Oh, how this quote cuts me deep. I’m the queen of excuses. I blame my unwavering perfectionism. I always have to explain WHY I didn’t do something right when I do it wrong. Not to not take accountability for it, but to explain to the person I’ve let down (and myself) why. So that person (and I) is (am) not disappointed in me. And all these explanations are is excuses. And after awhile making the excuses also makes it OK to make the mistakes.

“It’s OK if I have fast food for breakfast. It’s just this once. And it’s not THAT bad.” (Do I ever eat a homemade breakfast with as many calories as the lowest calorie item I get through a drive thru?

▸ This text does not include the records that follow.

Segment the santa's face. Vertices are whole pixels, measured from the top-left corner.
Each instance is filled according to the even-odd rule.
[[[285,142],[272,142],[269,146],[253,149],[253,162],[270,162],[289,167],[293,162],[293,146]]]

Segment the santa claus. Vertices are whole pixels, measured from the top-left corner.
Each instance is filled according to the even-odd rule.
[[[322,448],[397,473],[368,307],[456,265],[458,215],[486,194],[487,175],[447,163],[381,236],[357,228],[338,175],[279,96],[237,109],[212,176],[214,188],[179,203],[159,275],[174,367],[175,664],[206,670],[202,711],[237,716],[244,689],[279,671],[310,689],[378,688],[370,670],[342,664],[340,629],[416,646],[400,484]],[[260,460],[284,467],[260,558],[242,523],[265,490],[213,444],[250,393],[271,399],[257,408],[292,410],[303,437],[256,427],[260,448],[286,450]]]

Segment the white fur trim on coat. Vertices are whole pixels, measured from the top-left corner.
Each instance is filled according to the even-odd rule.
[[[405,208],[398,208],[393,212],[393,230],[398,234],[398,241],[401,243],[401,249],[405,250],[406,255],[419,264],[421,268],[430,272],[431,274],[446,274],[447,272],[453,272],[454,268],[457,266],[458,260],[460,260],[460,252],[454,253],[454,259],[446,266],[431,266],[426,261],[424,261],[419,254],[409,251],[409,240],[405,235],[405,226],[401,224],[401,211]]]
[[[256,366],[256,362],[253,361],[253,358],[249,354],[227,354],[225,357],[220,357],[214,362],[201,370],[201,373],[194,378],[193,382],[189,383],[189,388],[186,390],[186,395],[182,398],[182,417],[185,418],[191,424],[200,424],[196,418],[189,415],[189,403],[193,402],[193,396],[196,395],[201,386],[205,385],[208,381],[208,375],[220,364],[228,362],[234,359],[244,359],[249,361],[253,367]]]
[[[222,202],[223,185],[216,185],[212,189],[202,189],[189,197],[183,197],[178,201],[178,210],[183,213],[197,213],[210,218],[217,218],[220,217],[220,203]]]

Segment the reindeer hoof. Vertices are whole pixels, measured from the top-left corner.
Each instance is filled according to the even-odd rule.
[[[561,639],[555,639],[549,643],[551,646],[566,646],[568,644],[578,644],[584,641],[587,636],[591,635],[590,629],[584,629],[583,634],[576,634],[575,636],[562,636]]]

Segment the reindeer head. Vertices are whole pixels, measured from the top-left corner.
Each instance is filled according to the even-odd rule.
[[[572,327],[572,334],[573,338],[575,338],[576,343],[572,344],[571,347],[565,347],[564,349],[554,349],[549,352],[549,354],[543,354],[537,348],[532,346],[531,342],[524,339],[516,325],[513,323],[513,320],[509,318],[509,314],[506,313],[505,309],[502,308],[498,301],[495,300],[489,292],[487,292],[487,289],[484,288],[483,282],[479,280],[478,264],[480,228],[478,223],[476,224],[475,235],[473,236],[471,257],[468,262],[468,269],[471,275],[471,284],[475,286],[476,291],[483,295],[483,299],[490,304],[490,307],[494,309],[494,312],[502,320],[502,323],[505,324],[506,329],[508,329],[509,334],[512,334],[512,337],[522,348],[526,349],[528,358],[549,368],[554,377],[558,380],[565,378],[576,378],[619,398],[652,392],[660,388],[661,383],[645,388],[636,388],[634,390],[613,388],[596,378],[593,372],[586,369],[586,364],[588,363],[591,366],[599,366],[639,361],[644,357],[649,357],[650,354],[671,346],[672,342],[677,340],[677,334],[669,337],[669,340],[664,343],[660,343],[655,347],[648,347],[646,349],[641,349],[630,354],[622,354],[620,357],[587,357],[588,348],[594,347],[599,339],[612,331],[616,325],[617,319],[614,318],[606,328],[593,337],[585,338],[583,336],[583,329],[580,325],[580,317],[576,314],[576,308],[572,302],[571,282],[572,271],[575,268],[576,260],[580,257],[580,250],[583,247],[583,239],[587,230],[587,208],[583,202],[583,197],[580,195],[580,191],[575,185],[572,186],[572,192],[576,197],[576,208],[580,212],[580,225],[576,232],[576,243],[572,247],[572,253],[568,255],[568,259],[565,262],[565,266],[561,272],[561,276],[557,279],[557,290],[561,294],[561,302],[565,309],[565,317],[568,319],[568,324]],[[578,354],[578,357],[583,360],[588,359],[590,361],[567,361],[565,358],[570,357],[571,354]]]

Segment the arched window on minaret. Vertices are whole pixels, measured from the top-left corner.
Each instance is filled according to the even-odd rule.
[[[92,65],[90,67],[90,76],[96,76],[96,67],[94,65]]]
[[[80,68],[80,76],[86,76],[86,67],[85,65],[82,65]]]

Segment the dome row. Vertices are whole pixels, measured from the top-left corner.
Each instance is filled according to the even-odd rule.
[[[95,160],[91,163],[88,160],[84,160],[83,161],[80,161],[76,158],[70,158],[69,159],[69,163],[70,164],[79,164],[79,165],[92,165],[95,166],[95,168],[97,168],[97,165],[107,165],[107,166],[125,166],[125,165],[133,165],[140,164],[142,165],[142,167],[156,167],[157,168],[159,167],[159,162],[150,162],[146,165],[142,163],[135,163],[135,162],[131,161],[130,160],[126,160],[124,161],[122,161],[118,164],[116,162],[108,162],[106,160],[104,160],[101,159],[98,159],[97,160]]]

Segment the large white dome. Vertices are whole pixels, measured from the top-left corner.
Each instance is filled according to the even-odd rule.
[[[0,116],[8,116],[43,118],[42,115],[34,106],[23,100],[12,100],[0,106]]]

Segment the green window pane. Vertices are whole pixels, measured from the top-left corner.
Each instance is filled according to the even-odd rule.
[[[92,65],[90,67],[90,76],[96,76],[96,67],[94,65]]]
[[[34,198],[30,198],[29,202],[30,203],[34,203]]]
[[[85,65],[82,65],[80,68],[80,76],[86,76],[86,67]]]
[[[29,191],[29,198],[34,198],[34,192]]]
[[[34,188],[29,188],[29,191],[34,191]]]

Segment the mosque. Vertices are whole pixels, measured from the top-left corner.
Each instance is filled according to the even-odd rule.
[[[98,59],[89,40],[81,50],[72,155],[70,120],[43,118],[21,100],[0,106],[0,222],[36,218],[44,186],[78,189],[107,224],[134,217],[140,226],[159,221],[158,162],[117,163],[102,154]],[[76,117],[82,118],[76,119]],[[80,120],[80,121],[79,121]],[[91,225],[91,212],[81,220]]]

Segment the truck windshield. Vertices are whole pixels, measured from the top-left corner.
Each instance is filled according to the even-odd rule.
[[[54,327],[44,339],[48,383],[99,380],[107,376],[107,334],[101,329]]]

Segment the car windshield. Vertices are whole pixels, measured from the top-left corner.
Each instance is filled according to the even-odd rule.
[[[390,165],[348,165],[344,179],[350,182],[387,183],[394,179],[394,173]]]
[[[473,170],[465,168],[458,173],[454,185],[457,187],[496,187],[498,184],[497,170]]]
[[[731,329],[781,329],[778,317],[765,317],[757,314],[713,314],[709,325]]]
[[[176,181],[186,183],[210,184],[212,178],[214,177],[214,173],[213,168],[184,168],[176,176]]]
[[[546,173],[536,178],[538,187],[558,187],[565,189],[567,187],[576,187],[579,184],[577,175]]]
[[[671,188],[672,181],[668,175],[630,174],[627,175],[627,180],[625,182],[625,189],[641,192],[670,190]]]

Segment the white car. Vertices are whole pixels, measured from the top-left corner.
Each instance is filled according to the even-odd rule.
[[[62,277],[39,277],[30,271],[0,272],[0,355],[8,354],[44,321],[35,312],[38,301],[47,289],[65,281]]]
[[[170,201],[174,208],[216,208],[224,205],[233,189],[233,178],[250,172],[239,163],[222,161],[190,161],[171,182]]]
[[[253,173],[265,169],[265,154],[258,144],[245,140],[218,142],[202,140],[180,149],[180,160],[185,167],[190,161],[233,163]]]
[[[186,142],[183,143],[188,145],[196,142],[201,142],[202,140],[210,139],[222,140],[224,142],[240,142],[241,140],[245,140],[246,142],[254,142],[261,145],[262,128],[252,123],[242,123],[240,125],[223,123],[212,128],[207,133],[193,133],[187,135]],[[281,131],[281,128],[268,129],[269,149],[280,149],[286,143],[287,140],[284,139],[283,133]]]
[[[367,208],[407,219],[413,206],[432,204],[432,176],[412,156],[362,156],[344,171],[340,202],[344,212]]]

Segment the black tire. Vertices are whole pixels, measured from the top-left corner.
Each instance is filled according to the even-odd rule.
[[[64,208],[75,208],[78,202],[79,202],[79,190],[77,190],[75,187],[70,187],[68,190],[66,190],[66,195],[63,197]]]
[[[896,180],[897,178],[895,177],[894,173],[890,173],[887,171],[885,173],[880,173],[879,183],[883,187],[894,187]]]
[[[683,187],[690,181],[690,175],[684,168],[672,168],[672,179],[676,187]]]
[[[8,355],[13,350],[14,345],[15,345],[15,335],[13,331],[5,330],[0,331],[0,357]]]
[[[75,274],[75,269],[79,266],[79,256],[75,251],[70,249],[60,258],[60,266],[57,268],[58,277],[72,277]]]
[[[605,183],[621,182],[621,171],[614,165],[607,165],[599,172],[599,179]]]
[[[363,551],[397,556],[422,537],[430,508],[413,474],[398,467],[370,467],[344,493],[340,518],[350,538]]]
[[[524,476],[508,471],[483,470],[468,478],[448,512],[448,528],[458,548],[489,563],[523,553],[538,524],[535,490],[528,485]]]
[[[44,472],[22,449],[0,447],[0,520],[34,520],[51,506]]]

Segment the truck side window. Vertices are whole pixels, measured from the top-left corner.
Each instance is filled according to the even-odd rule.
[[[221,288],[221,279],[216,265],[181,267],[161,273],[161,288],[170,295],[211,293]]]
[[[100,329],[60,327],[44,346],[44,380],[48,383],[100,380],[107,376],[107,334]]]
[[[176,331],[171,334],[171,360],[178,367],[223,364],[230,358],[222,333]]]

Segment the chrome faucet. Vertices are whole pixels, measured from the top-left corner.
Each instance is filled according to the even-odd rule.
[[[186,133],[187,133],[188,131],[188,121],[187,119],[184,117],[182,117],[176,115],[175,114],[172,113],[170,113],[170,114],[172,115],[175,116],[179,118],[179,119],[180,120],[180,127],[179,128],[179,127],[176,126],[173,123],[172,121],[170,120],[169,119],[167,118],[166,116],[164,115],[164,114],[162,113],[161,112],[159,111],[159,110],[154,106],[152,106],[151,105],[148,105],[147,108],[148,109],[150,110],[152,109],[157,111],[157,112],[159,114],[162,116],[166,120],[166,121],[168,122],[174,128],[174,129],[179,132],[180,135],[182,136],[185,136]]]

No.)

“After this week, I deserve to go out to dinner. And I’m doing it big!” (Except this is happening several times a week. Or day!)

“It’s not like having a few chips is that much different than having fruit, calories-wise.” (Except I only eat one serving of fruit. And about four of chips!)

“My family doesn’t get together that often.” (Yes we do.)

“It’s been a long day. I’ll workout tomorrow.” (Come on. My life is NOT hard. If I’m too tired, unorganized, etc. to workout. It’s MY fault. And usually I can make the workout work, but I’d rather sit around.)

All the little excuses add up to big problems. And when I defend my bad eating habits, over-eating, or
not working out, it somehow makes it OK. Obviously I know I should have done better if I’m making an excuse, but the excuse defends the action.

From now on, I’ll be honest with myself about what I’ve done. And work at NOT doing the wrong thing to begin with. The excuses for doing whatever I’m doing generally comes BEFORE I do it. It’s not like it’s mindless eating or not working out. I’m mindful of breaking a promise to myself. I rarely ever break promises to anyone else. I should hold myself in such high esteem.